Cuatro ollas por mes, todos los lunes, desde la mañana ellos y al mediodía con la gente que se acerca con fuentes, tapers, envases vacíos de helados, jarras, botellones, bidones cortados, fuentones.

Uno de esos lunes es en una esquina entre el barrio y el asentamiento Santa Mónica. La comunidad es una manera de vivir y sobrevivir y los carreros son mayoría en el Movimiento de Trabajadores Excluídos (MTE) que convoca a la olla. Forjados en la calle, heredaron el oficio de padres y abuelas, en familias que se volvieron militancias, en las que se criaron y compartieron.

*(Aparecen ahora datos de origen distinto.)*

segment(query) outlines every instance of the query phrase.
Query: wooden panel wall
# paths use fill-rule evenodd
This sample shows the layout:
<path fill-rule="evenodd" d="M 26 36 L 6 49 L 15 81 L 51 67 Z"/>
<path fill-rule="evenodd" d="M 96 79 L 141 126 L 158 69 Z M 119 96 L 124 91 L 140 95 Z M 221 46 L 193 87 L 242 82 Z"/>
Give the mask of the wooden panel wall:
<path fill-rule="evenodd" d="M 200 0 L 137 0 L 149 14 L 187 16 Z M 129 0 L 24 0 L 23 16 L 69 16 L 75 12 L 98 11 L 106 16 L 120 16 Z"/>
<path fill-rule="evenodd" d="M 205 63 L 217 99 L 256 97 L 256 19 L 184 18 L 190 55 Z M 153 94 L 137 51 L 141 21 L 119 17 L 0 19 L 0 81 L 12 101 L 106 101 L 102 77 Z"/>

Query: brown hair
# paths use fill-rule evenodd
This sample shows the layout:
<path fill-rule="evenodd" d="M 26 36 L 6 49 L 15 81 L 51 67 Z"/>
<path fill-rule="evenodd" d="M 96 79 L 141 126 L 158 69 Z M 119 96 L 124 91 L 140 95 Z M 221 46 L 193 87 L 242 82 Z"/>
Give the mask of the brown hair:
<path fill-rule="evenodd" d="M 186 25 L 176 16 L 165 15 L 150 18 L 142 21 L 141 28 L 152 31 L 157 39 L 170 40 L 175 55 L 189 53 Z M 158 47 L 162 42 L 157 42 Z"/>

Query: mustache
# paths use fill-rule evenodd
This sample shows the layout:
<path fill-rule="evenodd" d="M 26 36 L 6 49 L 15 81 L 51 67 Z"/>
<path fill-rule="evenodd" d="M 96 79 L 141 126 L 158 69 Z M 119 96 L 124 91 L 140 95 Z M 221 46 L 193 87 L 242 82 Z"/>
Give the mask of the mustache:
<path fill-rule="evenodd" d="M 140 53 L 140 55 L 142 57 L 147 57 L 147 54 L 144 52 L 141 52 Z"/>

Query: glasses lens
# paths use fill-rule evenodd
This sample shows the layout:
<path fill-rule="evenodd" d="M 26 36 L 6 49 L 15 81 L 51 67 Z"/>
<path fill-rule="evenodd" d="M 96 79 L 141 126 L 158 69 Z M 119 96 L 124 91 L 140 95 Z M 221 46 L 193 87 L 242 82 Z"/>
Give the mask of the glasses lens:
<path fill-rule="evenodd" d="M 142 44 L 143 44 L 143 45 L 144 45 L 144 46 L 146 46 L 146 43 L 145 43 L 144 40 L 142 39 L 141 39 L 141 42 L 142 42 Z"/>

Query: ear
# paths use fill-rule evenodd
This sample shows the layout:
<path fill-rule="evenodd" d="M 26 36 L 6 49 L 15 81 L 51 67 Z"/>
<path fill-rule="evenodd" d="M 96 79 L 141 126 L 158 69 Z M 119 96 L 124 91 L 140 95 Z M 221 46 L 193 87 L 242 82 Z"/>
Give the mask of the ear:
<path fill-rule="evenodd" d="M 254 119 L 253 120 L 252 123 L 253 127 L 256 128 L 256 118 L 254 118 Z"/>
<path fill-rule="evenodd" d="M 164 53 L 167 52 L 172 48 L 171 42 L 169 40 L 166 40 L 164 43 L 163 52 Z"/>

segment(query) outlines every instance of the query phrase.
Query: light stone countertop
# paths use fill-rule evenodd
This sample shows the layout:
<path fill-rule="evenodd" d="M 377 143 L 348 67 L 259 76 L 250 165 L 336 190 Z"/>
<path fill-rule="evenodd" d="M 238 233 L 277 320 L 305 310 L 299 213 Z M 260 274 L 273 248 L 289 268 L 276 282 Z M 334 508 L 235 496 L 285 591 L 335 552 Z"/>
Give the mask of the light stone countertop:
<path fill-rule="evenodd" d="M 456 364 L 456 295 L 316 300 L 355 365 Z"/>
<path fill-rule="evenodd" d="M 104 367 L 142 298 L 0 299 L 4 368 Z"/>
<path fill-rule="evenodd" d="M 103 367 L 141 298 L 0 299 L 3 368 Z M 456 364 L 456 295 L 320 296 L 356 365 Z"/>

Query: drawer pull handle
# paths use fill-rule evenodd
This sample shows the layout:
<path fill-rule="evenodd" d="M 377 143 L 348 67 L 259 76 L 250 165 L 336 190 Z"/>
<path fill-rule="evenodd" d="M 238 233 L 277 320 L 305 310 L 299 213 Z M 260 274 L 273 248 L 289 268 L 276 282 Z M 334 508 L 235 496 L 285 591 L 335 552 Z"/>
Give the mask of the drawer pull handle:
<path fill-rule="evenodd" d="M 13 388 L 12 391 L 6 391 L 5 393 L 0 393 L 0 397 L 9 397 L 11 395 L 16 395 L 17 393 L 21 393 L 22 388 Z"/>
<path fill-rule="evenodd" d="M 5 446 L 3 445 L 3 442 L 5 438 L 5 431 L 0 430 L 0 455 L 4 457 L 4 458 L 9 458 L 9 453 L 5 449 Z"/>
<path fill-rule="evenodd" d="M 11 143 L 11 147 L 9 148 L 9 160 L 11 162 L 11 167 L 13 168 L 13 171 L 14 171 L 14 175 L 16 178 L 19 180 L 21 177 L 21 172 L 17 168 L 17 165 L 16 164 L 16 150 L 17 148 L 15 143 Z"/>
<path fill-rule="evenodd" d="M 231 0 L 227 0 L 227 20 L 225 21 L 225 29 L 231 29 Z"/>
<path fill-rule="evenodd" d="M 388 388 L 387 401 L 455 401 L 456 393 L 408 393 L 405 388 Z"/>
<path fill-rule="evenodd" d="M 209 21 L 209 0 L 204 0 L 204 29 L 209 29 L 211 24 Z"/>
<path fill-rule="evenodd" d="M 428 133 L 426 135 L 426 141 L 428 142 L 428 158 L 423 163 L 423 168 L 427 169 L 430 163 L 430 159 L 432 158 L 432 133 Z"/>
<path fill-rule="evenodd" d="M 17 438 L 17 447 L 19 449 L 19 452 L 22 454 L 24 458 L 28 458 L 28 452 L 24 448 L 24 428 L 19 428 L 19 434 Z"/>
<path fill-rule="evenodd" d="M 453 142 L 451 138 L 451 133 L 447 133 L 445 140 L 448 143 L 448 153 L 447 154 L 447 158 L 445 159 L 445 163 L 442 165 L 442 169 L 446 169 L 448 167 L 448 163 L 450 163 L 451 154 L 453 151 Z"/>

La comunidad los mueve y contagia. La cocina se arma sobre un fuego de tarimas y ramas, de troncos encontrados, dos ollas de 100 litros se revuelven con remos, casi siempre llena con guisos con legumbres, con carne, verduras y arroz. La tercera es para el postre y huele a leche, azúcar quemada, arroz y canela.

"Recaudamos fondos para poder comprar lo que se necesita", dice Elsa Vizcarra, 11 hijos, heredera, madre y abuela de carreros. Sonríe, organiza, ordena a media voz y entiende que una porción para muchos lleva dos cucharones de los más generosos.

Elsa está al frente de las ollas en Santa Mónica donde cada lunes reparten almuerzo para unas 200 personas. "De cualquier lado vienen a retirar. No hay condición. El que viene puede llevarse su plato de comida", cuenta Kini Fernández, cuerpo de oso. "Cada vez hay más necesidad, más hambre. Desde temprano hay gente haciendo cola. Nosotros llegamos a las ocho y media y desde las nueve ya hay gente esperando. La necesidad obliga".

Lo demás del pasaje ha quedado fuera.